Talk About Death - It Won't Kill You
A patient in his late 80s with chronic heart failure was presented to the Emergency Department. He had low blood pressure, trouble breathing and chest pain, and it was decided that he would need intensive monitoring of his vital signs with frequent medication adjustments. He was destined for a room in the ICU.
For whatever reason, however, the admitting cardiologist failed to discuss a ‘code status’ with him before sending him to the ICU.
That small error had tragic consequences.
In the ICU, his blood pressure and heart rate continued to drop despite maximal medical intervention. Soon after his arrival, he went into cardiac arrest. As the code started, I was rotating turns to do chest compressions. Each compression cracked another rib, which is what should happen to effectively pump the heart to circulate blood to vital organs.
In between chest compression rounds I looked up and saw his wife.
She stood at the edge of the room, watching the chaos with a look of shock on her face.
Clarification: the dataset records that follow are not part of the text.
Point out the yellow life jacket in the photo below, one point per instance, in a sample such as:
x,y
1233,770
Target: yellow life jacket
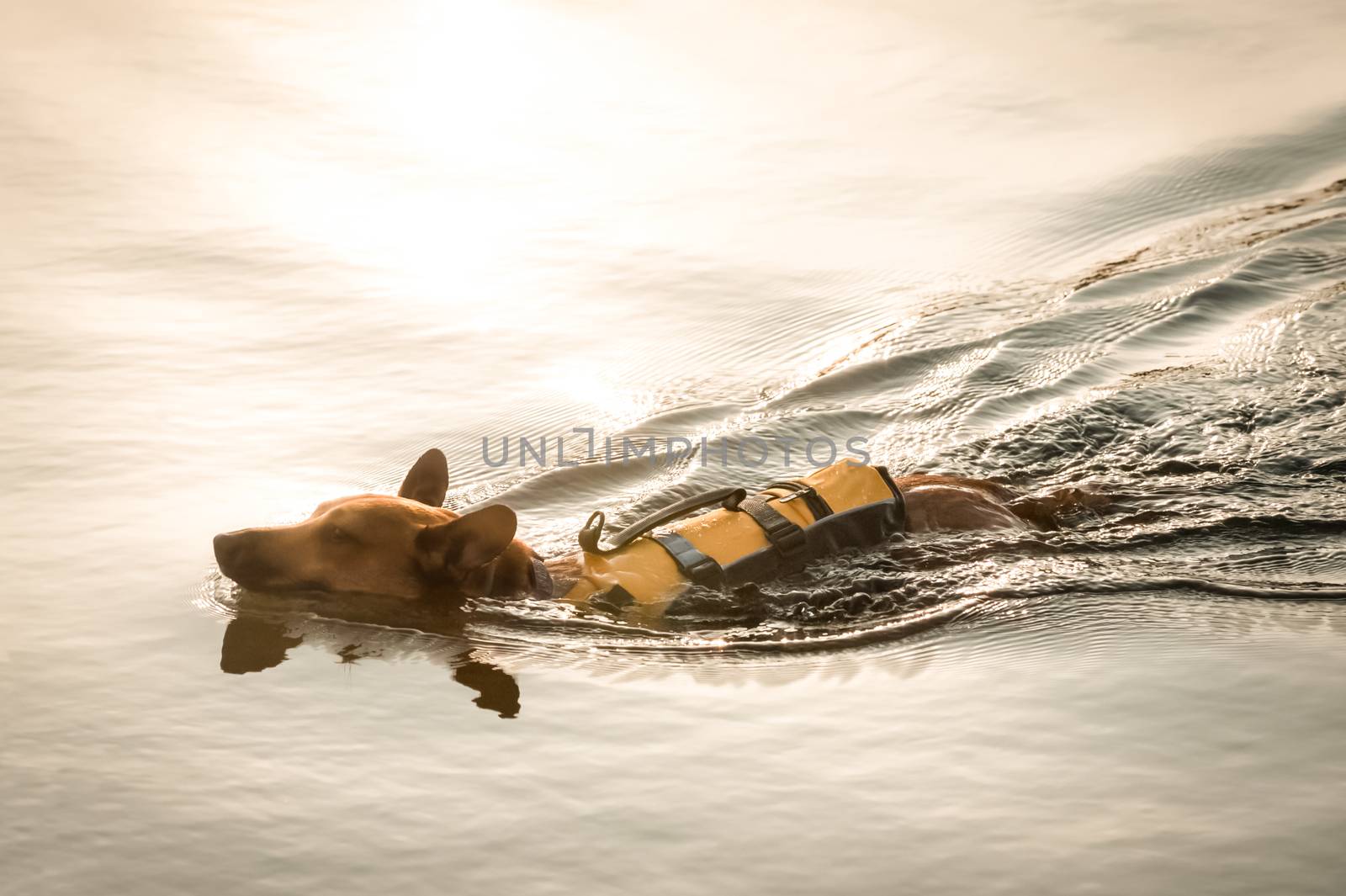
x,y
747,538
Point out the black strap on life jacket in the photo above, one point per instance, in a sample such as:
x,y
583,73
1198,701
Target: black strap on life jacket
x,y
691,563
816,503
785,536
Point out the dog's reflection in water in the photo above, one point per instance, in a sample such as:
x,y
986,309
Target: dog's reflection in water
x,y
253,644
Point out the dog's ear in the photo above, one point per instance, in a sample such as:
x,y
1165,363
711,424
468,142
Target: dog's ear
x,y
462,545
427,480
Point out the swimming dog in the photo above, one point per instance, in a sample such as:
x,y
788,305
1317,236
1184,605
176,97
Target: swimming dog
x,y
411,547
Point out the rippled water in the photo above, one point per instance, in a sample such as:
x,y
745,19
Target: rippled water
x,y
259,256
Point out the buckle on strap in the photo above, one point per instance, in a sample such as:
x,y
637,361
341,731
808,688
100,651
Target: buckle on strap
x,y
785,536
693,564
818,503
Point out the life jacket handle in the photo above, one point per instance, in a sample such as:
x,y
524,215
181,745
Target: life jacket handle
x,y
592,530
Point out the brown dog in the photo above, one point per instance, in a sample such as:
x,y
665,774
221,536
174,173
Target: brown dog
x,y
410,547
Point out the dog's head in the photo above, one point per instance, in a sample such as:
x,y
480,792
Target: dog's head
x,y
407,547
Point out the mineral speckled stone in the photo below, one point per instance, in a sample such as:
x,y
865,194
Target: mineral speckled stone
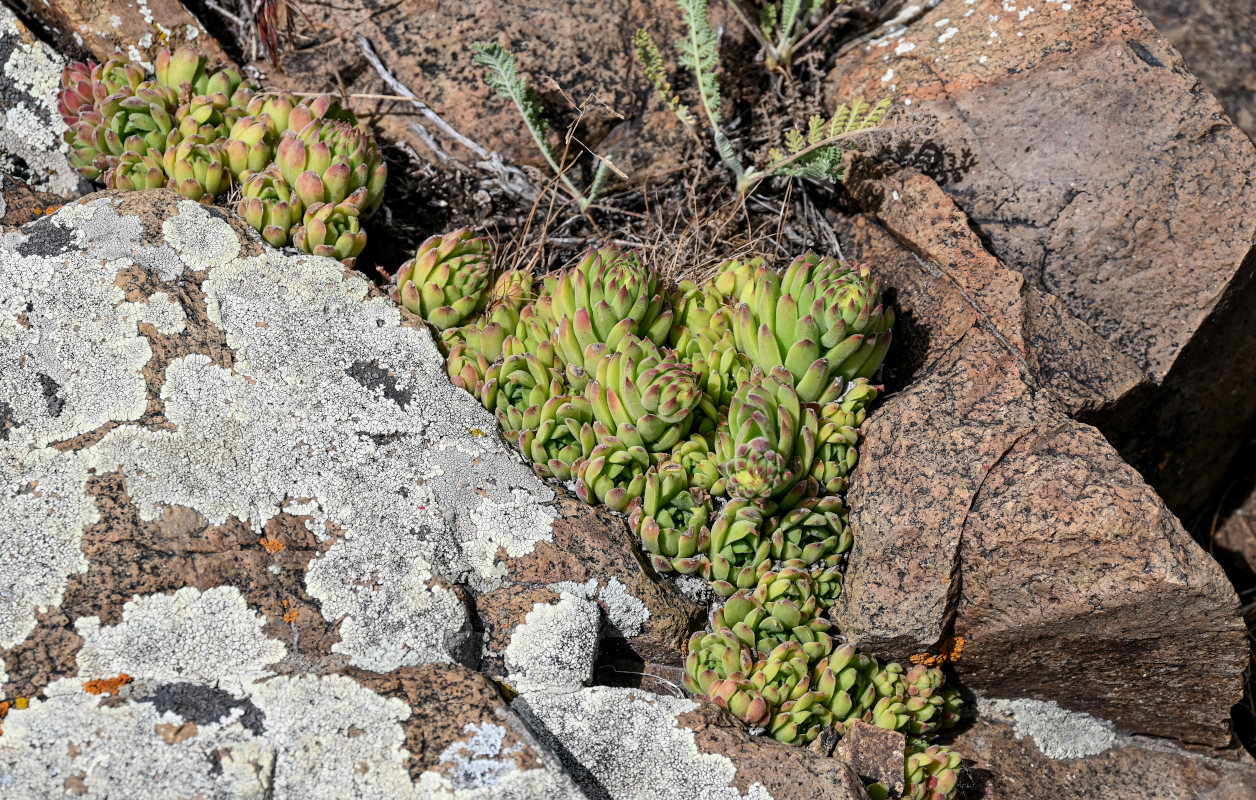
x,y
248,531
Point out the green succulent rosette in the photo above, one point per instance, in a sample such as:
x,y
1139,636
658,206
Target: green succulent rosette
x,y
332,230
614,474
608,295
515,389
820,320
197,170
714,657
737,555
643,396
269,206
445,283
931,772
329,161
672,520
812,531
770,443
249,147
135,172
138,122
562,438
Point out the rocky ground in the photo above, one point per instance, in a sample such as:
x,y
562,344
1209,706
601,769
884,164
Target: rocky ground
x,y
253,544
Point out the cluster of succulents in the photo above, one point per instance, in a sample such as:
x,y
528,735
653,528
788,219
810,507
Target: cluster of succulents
x,y
307,173
721,418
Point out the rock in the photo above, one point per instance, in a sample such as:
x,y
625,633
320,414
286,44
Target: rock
x,y
104,27
1028,750
874,754
980,510
20,204
1212,38
248,530
1108,204
30,127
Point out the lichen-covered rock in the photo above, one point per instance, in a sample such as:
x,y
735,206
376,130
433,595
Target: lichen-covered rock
x,y
1095,166
1031,750
30,127
248,530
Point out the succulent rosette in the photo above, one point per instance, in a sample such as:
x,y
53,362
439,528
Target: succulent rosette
x,y
845,680
270,206
614,474
197,170
608,295
329,161
770,443
135,172
820,320
515,389
810,531
737,555
249,147
332,230
137,122
714,657
931,772
560,438
445,283
672,519
643,396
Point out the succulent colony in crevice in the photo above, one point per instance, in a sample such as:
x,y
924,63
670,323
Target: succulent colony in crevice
x,y
305,171
721,417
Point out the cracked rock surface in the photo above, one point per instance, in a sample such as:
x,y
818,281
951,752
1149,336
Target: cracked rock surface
x,y
253,544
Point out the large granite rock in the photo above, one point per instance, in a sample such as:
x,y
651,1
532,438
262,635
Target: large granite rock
x,y
250,540
1097,166
30,127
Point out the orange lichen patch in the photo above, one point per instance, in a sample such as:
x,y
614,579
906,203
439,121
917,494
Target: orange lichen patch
x,y
948,653
107,686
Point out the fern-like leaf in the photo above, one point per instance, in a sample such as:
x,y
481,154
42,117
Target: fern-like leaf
x,y
818,153
700,52
656,72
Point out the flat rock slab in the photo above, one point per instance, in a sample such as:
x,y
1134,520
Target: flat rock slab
x,y
1097,166
1028,750
251,539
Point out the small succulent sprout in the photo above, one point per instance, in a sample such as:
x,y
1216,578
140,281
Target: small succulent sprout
x,y
614,474
697,459
270,206
332,230
135,172
75,92
515,389
714,657
249,146
329,161
181,70
562,437
446,280
672,520
466,368
608,295
810,531
770,443
196,170
642,396
737,555
931,772
137,122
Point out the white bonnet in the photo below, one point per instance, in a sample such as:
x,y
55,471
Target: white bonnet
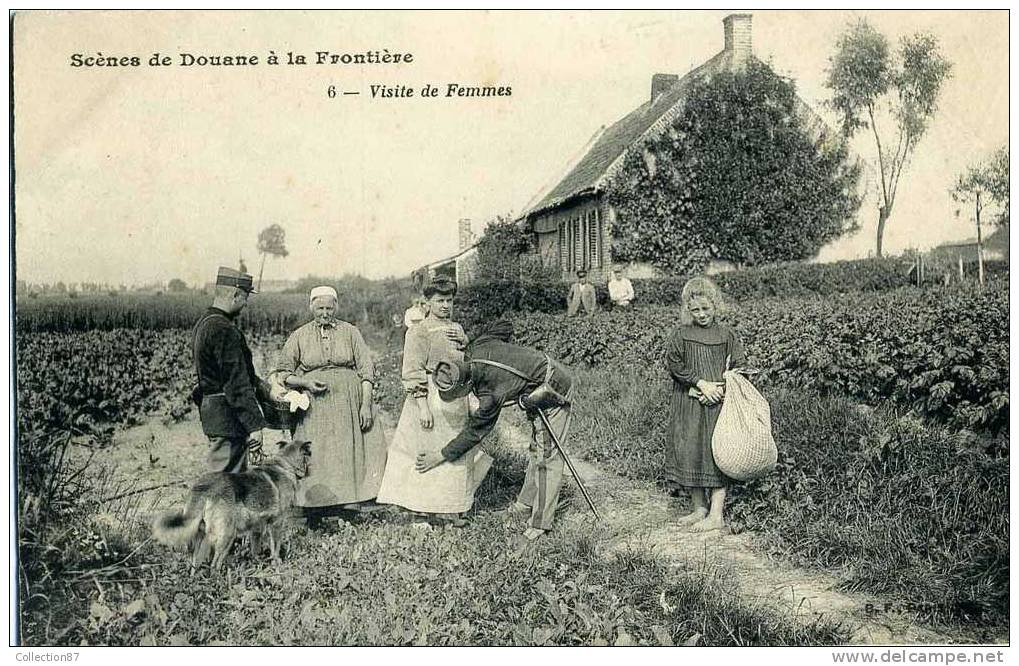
x,y
318,292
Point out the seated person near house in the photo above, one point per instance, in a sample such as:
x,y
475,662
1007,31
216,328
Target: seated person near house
x,y
621,289
582,294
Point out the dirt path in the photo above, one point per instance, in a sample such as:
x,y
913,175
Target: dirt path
x,y
633,515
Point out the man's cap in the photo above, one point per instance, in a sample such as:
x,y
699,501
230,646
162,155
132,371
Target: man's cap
x,y
450,374
232,278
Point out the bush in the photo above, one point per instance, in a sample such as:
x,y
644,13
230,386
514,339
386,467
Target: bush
x,y
481,301
913,512
944,352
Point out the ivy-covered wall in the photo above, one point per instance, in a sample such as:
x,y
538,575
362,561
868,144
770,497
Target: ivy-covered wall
x,y
738,175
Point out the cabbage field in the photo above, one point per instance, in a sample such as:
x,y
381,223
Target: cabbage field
x,y
895,398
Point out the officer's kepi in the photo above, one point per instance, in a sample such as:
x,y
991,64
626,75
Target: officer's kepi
x,y
233,278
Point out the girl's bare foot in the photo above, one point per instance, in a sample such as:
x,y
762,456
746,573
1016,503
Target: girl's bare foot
x,y
709,523
695,516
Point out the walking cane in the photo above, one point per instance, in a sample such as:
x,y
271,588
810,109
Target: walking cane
x,y
566,458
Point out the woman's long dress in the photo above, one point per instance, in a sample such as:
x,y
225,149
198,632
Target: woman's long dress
x,y
346,463
694,353
449,487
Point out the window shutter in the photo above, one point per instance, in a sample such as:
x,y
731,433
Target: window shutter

She had not been prepared for the possibility of this event, and approximately 10 minutes into the code, she cried out for us to “stop everything” and “just let him go.”
I still recall the look on his face as I stopped the compressions.
An intubation tube was coming out of his mouth, and I couldn't help but to imagine how this situation could have all ended differently. I approached his wife to give her my condolences.
"All he would have wanted was to drink one last Pepsi and pass peacefully with his family nearby," she said, tears in her eyes.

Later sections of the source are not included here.